In an absurd effort to compare apples and oranges, I present a series of film reviews where two films that have nothing to do with each other go head-to-head for a showdown. Bigger is not always better, but then again, sometimes it is.
Thelma and Louise? Photo: Courtesy Universal Pictures
Word of mouth convinced me that I could hope that Neighbors would be another Bridesmaids, or The Hangover. Damn you people who laugh easier than I at falling and farting humor. It's really kind of an awkward affair; isn't Seth Rogen supposed to be the frat boy, not one half of the young couple (Rogen and Rose Byrne as the Radners) you never wanted to grow up and become? And, what does it mean when the frat guy, Teddy (Zac Efron), has a better code of ethics than the normal couple with a baby? I guiltily rooted for Teddy and was sorry he didn't kick Seth Rogen's ass in their lame-o bromance fight. Not to say there isn't some good laughs in the film, where young couple goes to war with younger frat house guys over late-night noise. The best bits aren't the airbag transformed into exploding whoopee cushion slapstick, but the subtle biting stuff. A roll call of frat pledges includes names like Assjuice and Lea Michele; frat leader Teddy shows sweet uncharacteristic concern for a pledge -- odd in the frat movie world dating back to the original Animal House -- and then there's that baby calendar the Radners make at the end of the film (baby as Heisenberg with blue meth ice to suck on). I always wondered what kind of people took their baby to a rave, good to know! Then again, moral ambiguity in mainstream comedy may be a new wave in film. We have some in TV, and in shows like Veep and Moms, it's the dialog that gets the laughs.

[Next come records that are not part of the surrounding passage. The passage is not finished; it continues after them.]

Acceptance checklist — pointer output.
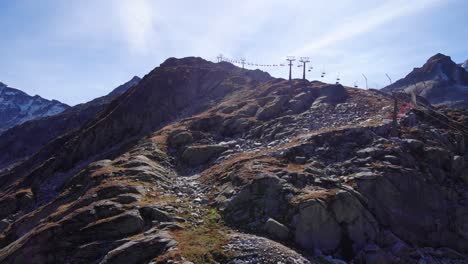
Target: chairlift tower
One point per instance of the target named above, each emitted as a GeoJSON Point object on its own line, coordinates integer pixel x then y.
{"type": "Point", "coordinates": [389, 79]}
{"type": "Point", "coordinates": [304, 61]}
{"type": "Point", "coordinates": [290, 59]}
{"type": "Point", "coordinates": [365, 78]}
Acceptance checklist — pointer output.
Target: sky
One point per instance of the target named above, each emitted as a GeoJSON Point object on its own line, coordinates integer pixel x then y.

Go or No? Um, uh, yeah, ok, go!
The Grand Budapest Hotel
Welcome to the Dollhouse Photo: Courtesy Fox Searchlight
In Wes Anderson's follow-up to The Fantastic Mr. Fox -- oh wait, this just feels like the film that should take the rightful place succeeding the fantastic The Fantastic Mr. Fox. Maybe that's because The Grand Budapest Hotel feels animated throughout with its many miniatures, stop-motion animation, and eclectic set design. In college there was that weirdo artist type in pottery class who intentionally made her vials, vases and flasks, lopsided and chromatically brilliant -- well, that's a Wes Anderson visual. Every scene is overly precious and charming, and yet I'm charmed. Influenced by the film pantheon that precedes him, Anderson's Budapest Hotel pricks Casablanca, Cary Grant movies, silent slapstick, and Merry Melody cartoons. There's an American nostalgia for a European cliché that is pre-industrial revolution, a sense that everything in the film was cut out, sewn, painted or made out of paper mache by hand, perhaps in the garage by small white mice. The artifice is adorable and funny. A combination of perfect comedic timing, old-timey inspired music, and dialog like this: "What have you done to your nails? This diabolical varnish is completely wrong," from M. Gustave (a fully submersed Ralph Finnes), the hotel concierge of a hip pre-war European hotel that makes the humor a verbal, audio and visual feast.
Go or No? GO!
The winner: The Grand Budapest Hotel
All of your senses will be thoroughly entertained, yes, even your sense of taste because those little Mendel's tiered pastries that we see throughout the film, will make your mouth water, along with every frame of faux snow covered mountain peak.